Réponse de le 24/04/2015 à 9:27 :
individualisme quand tu nous tiens
Réponse de le 24/04/2015 à 9:35 :
Merci ! vous venez de résumer l'origine de l'inaction et du désintéret des humains vivants sur le futur de leur écosystème.
Réponse de le 24/04/2015 à 10:02 :
Hey tous les deux, dites moi que vous êtes vegan et n achetez rien emballé dans du plastique.... "moralité sur internet quand tu nous tiens..."
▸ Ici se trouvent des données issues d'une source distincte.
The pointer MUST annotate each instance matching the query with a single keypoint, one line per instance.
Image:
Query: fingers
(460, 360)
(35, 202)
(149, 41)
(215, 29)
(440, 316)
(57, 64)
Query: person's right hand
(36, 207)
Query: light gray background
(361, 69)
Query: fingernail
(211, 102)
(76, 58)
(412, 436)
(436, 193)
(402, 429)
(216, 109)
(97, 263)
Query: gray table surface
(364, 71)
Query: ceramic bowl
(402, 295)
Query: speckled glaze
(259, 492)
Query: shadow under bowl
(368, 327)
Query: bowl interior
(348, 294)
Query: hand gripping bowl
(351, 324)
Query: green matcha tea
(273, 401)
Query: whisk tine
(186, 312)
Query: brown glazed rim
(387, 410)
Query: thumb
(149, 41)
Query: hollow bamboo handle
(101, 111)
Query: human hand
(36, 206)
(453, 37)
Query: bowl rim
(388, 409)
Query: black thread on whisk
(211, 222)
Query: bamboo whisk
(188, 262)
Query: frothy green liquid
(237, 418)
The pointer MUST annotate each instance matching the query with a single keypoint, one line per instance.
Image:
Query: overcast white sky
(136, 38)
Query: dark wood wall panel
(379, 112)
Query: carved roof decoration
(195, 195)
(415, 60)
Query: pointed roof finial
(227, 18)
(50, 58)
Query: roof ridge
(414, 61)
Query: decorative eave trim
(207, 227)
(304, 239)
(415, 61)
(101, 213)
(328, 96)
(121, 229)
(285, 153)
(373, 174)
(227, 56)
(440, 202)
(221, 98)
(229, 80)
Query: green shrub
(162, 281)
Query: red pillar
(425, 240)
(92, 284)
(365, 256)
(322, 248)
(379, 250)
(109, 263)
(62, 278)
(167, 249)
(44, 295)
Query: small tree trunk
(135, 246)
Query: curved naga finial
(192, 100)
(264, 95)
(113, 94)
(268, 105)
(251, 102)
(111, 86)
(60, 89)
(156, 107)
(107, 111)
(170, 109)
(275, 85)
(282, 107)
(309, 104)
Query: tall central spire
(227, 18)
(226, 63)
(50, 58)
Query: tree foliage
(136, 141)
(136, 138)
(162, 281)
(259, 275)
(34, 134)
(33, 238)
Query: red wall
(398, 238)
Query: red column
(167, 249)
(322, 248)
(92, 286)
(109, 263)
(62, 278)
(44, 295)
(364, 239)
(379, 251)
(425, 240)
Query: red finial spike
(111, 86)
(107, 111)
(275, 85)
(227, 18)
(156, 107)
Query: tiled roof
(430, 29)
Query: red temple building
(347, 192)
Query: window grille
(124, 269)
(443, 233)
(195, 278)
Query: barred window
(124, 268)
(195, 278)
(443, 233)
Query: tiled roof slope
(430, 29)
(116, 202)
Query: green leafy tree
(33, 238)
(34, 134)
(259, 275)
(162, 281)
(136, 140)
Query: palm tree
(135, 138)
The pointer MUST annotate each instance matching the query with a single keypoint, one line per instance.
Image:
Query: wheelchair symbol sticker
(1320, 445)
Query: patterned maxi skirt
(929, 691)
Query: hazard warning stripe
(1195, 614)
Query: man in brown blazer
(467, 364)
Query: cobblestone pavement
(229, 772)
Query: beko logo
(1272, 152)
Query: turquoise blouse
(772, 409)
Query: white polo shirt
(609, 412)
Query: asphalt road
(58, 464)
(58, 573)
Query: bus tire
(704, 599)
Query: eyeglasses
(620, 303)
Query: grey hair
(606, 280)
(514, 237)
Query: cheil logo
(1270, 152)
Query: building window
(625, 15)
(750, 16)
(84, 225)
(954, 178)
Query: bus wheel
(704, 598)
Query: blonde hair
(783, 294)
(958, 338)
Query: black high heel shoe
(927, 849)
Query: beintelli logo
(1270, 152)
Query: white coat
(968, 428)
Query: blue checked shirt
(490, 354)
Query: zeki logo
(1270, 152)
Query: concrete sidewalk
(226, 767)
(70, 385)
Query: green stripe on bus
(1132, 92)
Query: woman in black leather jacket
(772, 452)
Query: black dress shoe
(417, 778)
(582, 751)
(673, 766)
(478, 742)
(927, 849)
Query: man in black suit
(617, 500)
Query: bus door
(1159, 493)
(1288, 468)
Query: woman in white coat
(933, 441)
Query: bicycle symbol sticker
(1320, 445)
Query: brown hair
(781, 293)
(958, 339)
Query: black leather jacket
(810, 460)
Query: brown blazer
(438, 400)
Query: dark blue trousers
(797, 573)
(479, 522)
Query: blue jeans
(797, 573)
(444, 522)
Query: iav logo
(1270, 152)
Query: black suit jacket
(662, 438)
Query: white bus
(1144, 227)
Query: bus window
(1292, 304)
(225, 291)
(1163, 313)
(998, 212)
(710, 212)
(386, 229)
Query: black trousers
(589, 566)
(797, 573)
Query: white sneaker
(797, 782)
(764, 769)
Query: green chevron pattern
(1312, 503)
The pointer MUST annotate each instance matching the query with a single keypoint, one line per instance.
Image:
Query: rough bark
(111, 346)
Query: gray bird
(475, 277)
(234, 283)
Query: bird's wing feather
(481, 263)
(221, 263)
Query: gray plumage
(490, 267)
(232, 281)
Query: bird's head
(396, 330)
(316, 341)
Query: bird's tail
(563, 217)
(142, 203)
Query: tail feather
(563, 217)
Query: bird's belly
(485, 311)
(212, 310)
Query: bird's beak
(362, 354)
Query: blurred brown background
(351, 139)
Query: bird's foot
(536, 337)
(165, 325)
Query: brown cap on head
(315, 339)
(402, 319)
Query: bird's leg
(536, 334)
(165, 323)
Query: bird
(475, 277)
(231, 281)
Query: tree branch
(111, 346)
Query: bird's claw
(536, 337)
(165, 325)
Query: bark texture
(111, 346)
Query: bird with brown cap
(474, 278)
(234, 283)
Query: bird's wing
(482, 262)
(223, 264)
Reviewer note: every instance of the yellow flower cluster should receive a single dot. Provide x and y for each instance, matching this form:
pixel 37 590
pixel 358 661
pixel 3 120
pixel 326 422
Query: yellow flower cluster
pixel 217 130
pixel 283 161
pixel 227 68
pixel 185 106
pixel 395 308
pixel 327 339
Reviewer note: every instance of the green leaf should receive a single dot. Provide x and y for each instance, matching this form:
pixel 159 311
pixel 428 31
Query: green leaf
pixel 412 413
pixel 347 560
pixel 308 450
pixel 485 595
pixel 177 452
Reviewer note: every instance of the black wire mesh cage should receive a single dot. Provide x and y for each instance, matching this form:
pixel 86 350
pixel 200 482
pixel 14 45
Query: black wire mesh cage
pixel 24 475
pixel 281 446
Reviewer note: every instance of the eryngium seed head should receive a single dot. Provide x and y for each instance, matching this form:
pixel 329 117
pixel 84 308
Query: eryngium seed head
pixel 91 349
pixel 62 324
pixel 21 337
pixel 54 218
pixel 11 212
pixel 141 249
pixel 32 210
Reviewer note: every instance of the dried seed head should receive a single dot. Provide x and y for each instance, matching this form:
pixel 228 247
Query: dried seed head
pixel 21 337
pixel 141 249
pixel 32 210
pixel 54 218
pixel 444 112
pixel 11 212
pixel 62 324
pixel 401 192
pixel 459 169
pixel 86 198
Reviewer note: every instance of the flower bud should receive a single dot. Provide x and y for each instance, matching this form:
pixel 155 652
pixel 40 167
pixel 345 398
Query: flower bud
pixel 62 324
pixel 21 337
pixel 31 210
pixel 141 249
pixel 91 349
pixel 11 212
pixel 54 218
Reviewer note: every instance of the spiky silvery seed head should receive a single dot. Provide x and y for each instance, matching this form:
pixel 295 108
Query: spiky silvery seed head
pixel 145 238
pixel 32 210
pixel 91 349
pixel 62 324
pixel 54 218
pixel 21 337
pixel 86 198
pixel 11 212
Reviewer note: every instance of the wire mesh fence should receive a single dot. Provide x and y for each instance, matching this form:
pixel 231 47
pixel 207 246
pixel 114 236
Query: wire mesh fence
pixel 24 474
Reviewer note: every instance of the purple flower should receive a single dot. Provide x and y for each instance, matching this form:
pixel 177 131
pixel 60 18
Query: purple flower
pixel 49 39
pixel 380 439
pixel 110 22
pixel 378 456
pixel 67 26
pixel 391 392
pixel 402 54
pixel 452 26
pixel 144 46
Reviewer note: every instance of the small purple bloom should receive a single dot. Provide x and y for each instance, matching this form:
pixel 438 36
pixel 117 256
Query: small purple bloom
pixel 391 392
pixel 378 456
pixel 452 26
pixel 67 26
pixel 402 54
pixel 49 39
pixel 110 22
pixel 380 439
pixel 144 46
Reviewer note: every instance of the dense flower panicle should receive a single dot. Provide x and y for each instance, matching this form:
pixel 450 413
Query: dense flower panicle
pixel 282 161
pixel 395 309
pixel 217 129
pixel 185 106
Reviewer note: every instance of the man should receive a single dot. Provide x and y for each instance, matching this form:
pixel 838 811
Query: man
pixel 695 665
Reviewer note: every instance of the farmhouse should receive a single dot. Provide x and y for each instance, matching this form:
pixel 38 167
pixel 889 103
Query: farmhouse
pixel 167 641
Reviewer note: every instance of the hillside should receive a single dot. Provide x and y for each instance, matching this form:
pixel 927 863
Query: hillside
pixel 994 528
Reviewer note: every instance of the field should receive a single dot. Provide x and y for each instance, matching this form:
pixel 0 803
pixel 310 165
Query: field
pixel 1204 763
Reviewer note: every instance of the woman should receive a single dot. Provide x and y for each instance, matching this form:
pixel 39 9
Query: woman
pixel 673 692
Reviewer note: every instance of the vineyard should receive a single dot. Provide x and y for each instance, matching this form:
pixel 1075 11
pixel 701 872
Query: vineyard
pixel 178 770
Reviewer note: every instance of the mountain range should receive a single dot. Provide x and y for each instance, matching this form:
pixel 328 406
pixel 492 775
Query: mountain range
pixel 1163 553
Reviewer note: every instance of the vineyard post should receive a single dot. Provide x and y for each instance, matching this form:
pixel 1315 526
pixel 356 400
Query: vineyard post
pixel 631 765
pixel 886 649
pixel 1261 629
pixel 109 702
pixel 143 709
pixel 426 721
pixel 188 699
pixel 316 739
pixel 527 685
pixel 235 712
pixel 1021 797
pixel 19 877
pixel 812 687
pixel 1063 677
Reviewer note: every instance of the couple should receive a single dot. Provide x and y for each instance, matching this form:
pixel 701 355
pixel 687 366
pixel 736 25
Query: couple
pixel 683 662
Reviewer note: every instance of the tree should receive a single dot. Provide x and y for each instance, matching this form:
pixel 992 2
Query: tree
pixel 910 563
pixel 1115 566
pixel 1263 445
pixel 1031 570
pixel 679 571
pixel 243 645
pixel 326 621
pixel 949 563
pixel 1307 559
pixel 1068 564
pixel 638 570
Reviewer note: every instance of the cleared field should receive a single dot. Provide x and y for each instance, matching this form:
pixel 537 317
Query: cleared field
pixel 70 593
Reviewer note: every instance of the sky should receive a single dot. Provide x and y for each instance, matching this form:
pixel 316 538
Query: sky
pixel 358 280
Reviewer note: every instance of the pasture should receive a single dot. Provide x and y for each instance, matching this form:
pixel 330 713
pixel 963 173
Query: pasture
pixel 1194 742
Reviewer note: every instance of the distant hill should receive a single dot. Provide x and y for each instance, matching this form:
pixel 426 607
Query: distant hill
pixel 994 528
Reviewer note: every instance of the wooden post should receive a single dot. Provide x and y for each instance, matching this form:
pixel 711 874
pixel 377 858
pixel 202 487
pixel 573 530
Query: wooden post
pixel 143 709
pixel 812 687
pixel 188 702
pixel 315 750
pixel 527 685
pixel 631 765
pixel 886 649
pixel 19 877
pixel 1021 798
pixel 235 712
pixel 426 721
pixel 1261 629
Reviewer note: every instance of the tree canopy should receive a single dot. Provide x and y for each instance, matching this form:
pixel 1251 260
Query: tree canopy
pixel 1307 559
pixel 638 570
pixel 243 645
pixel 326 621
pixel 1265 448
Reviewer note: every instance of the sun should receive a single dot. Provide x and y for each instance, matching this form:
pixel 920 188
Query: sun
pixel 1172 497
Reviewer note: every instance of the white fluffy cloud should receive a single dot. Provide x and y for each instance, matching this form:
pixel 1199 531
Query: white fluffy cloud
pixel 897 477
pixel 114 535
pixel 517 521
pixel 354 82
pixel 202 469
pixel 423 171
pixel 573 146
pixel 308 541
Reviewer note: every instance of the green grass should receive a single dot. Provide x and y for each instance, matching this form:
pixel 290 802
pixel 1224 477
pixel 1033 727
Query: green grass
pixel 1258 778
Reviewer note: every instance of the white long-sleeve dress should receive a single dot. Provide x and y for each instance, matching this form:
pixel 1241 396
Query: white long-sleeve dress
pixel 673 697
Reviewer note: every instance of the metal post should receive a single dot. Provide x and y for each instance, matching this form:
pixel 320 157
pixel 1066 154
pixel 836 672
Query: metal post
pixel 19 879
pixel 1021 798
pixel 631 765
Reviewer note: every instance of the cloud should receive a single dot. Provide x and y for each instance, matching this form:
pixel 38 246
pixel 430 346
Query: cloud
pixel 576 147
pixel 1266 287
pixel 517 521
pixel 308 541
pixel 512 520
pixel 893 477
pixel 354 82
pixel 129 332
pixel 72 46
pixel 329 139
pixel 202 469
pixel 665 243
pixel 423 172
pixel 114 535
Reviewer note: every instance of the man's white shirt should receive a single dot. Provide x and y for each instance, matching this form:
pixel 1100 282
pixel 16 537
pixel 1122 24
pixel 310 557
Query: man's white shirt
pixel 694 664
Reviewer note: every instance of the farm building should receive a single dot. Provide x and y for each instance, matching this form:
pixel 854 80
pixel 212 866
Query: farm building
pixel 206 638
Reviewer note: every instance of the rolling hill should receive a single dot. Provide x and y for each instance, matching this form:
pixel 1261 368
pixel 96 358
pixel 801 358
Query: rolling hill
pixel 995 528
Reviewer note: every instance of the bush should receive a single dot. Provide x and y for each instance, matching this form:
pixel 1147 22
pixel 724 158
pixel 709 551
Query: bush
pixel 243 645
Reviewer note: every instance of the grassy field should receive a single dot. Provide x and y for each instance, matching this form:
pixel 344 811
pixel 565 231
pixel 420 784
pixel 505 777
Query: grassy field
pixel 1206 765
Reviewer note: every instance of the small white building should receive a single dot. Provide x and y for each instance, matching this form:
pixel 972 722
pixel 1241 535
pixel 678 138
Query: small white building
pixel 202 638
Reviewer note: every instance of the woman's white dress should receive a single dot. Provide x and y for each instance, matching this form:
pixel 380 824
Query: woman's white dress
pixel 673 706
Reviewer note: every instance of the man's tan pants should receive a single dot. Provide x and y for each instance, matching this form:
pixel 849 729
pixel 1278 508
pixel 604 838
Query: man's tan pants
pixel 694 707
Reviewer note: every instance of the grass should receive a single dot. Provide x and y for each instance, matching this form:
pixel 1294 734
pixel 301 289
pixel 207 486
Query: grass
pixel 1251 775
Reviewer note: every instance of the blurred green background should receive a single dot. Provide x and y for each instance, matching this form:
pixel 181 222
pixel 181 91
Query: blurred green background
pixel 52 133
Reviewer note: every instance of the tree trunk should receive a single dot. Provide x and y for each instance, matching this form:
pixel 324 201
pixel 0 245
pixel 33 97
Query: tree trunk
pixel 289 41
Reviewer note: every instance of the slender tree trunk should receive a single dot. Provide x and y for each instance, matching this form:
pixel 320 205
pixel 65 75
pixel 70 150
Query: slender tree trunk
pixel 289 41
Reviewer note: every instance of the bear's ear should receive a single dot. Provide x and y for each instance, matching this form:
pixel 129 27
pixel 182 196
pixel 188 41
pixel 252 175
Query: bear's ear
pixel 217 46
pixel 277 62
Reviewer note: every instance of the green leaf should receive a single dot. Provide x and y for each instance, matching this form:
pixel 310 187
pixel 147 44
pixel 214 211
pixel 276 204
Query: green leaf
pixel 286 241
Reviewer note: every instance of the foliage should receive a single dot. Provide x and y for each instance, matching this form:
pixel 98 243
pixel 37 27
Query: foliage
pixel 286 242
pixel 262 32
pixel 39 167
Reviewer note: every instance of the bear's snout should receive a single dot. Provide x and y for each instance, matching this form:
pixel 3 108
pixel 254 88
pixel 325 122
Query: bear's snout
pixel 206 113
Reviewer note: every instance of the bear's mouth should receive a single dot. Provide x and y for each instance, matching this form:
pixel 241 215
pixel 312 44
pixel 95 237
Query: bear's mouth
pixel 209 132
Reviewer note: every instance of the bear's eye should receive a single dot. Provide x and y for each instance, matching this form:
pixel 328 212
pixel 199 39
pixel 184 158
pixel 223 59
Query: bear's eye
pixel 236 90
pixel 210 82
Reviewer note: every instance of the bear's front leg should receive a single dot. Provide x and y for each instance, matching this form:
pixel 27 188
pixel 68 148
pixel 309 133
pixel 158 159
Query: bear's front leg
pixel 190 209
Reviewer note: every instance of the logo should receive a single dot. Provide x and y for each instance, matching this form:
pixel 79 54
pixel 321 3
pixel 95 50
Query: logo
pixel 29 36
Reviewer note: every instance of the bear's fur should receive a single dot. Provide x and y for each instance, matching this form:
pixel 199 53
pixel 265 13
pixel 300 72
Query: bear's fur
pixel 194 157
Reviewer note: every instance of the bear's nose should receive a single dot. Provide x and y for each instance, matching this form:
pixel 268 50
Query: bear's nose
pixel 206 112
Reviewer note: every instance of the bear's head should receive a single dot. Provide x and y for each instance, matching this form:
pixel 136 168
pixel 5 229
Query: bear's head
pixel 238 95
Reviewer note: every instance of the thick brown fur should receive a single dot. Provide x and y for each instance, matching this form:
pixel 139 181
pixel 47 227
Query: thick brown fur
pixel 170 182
a écrit le 23/04/2015 à 17:54 :
Le fond du problème? Personne n'est prêt à sacrifier une once de profit pour sauvegarder la nature. Sans une réduction drastique de la démographie, la catastrophe arrivera d'autant plus vite. Le résultat sera qu'avec la fin des énergies fossiles , une planète vidée, polluée, des températures trop élevées l'humanité ne disparaisse.
a écrit le 23/04/2015 à 17:37 :
La terre ,ça va bientôt être comme au resto chic:vous avez réservé ? désolé on est complet
a écrit le 23/04/2015 à 16:56 :
Le titre catastrophiste n'a aucun sens. De plus, la moitié du poisson consommé vient de l'élevage (source Le Monde), et cette part ne fait qu'augmenter... comme la consommation.
Réponse de le 24/04/2015 à 15:14 :
Oui, sauf que l'élevage 1) consomme beaucoup plus de ressource que d'aller pêcher du poisson en mer et 2) ne nourrira pas 9 milliards d'êtres humains.

Développement économique = transformer des ressources naturelles.

Fin des ressources abondantes et bon marchés = baisse du développement économique. Pour voir ce que ça donne grandeur nature, cf. Grèce depuis 2008 et extrapoler à toute la planète.
Réponse de le 24/04/2015 à 15:23 :
Oui, alors allez voir en Norvège autour des fermes d'élevage de saumon, ou la surpopulation entraine une pollution incroyable vidant les fjords de toute espèce de vie !
Réponse de le 25/04/2015 à 13:03 :
J'ai visité la Norvège et j'y ai vu beaucoup de beaux fjords, mais je n'ai pas vu de trace de "pollution incroyable".